Audi is taking TDI technology to new heights: the Audi Q7 V12 TDI quattro is the world’s most powerful diesel-engined SUV, its powerplant another technical milestone. With a completely redeveloped common rail injection system the twelve-cylinder delivers a mighty 368 kW (500 hp) and 1,000 Nm (737.56 lb-ft) of torque from a capacity of six liters – giving the big SUV the performance of a sports car.

The world’s first V12 diesel engine in a series-production vehicle moves this ultimate, high-performance SUV with supreme confidence and composure. On demand, the six-liter engine catapults the Audi Q7 from zero to 100 km/h (62.14 mph) in 5.5 seconds like a top-class sports car. Speed is electronically capped at 250 km/h (155.34 mph).

The new twelve-cylinder TDI, produced at the Györ plant in Hungary, is a member of the current family of V diesel engines from Audi, which up to now was restricted to 6 and 8-cylinder units. As with other inline engines, it has a spacing of 90 millimeters (3.54 inches) between cylinder centers. Yet its included angle is 60 degrees, not 90 – the reason is that on this layout of V12, no free inertial forces or mass moments of inertia can then occur. The results are refined in every respect.

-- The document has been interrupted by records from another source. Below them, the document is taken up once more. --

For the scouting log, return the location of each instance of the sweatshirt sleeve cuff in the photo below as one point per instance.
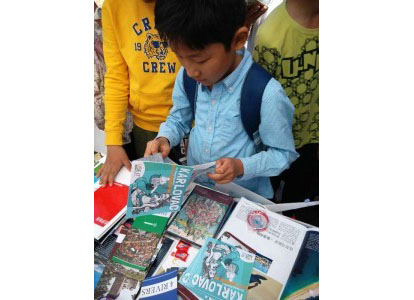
(169, 137)
(249, 166)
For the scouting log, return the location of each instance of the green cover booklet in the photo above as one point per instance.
(220, 271)
(156, 188)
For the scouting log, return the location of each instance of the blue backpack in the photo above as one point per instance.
(251, 98)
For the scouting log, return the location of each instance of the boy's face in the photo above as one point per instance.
(209, 65)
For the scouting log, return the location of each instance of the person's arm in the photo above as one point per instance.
(178, 123)
(115, 99)
(276, 133)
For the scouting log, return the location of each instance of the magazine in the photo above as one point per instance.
(109, 207)
(179, 257)
(220, 271)
(201, 215)
(118, 282)
(159, 287)
(156, 188)
(279, 243)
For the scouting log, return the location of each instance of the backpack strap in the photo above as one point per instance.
(190, 87)
(254, 85)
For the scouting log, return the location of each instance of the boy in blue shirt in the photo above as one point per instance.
(208, 37)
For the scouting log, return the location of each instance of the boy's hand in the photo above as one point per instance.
(253, 13)
(160, 144)
(226, 170)
(115, 159)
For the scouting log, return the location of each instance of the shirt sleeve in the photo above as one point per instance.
(275, 131)
(178, 123)
(116, 80)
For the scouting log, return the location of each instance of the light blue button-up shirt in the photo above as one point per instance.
(218, 130)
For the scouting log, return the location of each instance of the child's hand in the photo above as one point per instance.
(160, 144)
(226, 170)
(253, 13)
(115, 159)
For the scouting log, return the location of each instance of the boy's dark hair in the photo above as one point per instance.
(198, 23)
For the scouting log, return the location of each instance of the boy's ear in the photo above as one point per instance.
(240, 38)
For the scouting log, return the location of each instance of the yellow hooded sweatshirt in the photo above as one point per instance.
(140, 68)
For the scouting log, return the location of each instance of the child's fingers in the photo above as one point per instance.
(111, 177)
(127, 164)
(216, 177)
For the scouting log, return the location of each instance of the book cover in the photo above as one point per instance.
(137, 249)
(109, 207)
(201, 215)
(118, 282)
(277, 241)
(179, 257)
(159, 287)
(156, 188)
(220, 271)
(303, 282)
(166, 246)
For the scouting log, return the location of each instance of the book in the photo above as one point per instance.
(109, 207)
(303, 282)
(278, 242)
(140, 244)
(118, 282)
(159, 287)
(167, 243)
(220, 271)
(178, 257)
(156, 188)
(201, 215)
(184, 293)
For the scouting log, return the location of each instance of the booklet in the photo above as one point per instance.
(220, 271)
(109, 207)
(303, 282)
(201, 215)
(118, 282)
(141, 243)
(159, 287)
(156, 188)
(179, 257)
(279, 243)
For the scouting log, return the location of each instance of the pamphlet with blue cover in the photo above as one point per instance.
(156, 188)
(159, 287)
(219, 271)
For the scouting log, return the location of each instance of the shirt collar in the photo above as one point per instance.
(232, 81)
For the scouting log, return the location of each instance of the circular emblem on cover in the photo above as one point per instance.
(258, 220)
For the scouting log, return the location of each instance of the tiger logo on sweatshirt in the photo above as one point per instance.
(154, 46)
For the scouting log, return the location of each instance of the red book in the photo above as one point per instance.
(109, 201)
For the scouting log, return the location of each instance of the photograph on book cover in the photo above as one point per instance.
(156, 188)
(201, 215)
(118, 282)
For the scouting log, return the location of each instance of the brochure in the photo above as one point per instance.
(179, 257)
(141, 243)
(109, 207)
(159, 287)
(201, 215)
(156, 188)
(220, 271)
(278, 242)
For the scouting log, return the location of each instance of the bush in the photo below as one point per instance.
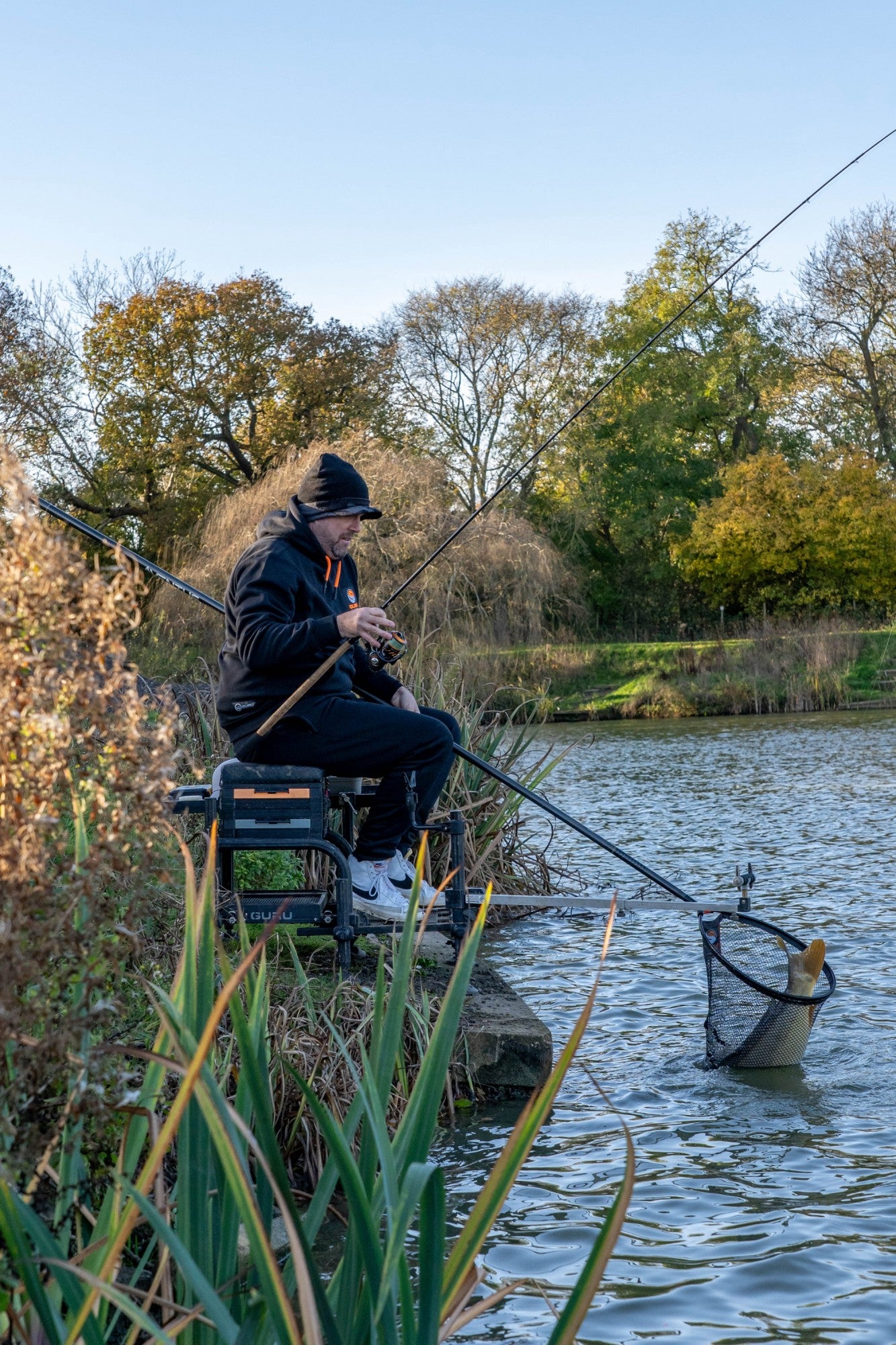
(790, 539)
(501, 583)
(77, 762)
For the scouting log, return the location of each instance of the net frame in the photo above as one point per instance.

The 83.0-millimeter bore (3.27 inches) and 91.4-millimeter stroke (3.60 inches) of the twelve-cylinder are the same as the 3.0 TDI, producing a total displacement of 5,934 cc. The two cylinder banks are positioned opposite one another with an offset of 17 millimeters (0.67 inch). Measuring 684 millimeters (26.93 inches) in length the powerful engine is extremely compact, only 166 millimeters (6.54 inches) longer than the V8 TDI. This dimension was the key prerequisite for integrating the V12 into the Audi Q7.

The V12 TDI crankcase is made from cast iron with vermicular graphite – a high-tech material referred to as GJV-450 that is already used on the V6 and V8 TDI engines. GJV-450, made by a patented casting process, is about 40 percent more rigid and 100 percent more fatigue-resistant than gray cast iron. This enabled the developers to make its walls thinner, cutting its weight by around 15 percent compared with conventional gray cast iron. The crankshaft forged from chrome-molybdenum alloy steel is mounted with the aid of an extremely rigid main bearing bridge made of nodular cast iron. The forged connecting rods are cracked and the pistons are made of aluminum.

The visual styling of the Audi Q7 V12 TDI quattro gives the vehicle an unmistakable look. Daytime running lights consisting of twelve white LEDs per headlight announce the vehicle’s presence even at a distance. They are located on the upper edge of the air intake slots, replacing the turn signals that were moved to the bi-xenon headlights. Further honing the vehicle’s profile are vertical chromed bars in the grid of the single-frame radiator grill and an underbody protector made of stainless steel. The newly designed bumper groups the highly polished side air intake slots into large units.